After two terms in local government, López Marcano was put in charge of the Ministry of Culture and Tourism in the Government of Cantabria, from 1995 to 1999. This was the first government with PRC involvement, assisting the People's Party (PP) of the President of Cantabria, José Joaquín Martínez Sieso.

López Marcano was the mayor of his hometown of Torrelavega from 1999 to 2003. According to Gonzalo Sellers of regional newspaper El Diario Montañés, his mayoral term was known for extravagant celebrations of patron saints' days and New Year's Eve. He then returned to regional government until 2011, in charge of the Ministry of Culture, Tourism and Sport. In 2004, López Marcano introduced the slogan "Cantabria Inifinita" (Infinite Cantabria). He oversaw the expansion of services at Santander Airport, and brought Bruce Springsteen to the Palacio de Deportes de Santander on 25 October 2006.
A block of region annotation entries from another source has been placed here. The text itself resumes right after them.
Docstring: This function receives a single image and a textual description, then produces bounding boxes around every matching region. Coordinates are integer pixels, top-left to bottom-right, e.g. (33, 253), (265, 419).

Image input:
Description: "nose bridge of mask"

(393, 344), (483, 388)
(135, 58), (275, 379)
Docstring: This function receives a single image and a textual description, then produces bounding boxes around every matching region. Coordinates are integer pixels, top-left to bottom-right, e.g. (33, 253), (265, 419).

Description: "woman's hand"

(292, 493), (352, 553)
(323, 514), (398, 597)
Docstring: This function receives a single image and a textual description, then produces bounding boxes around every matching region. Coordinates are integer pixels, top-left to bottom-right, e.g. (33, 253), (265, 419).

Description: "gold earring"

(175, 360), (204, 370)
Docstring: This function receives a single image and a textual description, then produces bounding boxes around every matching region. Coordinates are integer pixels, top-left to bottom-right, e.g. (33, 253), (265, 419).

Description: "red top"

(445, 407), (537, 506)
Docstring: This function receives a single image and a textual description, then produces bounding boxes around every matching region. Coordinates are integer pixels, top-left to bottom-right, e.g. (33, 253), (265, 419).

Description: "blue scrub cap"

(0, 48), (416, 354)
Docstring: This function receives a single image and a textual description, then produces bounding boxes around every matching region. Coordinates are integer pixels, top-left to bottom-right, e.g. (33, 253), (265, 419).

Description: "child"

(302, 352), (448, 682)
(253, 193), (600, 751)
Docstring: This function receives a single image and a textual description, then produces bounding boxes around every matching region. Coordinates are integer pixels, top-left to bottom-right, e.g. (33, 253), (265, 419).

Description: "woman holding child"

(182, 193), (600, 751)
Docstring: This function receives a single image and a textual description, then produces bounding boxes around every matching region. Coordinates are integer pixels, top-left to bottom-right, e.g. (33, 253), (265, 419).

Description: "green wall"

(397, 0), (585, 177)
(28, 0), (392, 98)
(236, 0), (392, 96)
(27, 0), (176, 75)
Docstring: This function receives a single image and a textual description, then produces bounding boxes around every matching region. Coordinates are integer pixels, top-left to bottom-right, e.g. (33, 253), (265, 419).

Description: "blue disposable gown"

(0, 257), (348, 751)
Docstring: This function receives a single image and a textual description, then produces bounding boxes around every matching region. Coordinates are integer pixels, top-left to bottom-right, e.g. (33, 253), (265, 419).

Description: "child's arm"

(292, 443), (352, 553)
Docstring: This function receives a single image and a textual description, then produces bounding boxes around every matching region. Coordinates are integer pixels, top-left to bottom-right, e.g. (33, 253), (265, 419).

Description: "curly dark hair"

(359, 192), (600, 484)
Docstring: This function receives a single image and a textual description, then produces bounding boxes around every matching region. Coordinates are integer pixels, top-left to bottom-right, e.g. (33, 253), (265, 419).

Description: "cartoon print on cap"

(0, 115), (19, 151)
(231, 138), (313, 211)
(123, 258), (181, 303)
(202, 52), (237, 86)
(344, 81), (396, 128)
While minister, López Marcano was accused of misconduct in office over the construction of a gorilla exhibit at Cabárceno Natural Park. He was acquitted by the High Court of Justice of Cantabria in April 2014, and the acquittal was confirmed by the Supreme Court of Spain in December.

===2011–2021===
First elected to the Parliament of Cantabria in 1999, López Marcano was named vice-president of the legislature after the 2011 election. He was re-elected to the Parliament of Cantabria in 2015 but did not take his seat. Podemos would only support PRC leader Miguel Ángel Revilla as regional president if López Marcano would not take his seat, as he was implicated in investigations about the finances of local football club Racing de Santander. The case was closed without charge in January 2017, and three years later an investigation into subsidies to the club was also closed without charge.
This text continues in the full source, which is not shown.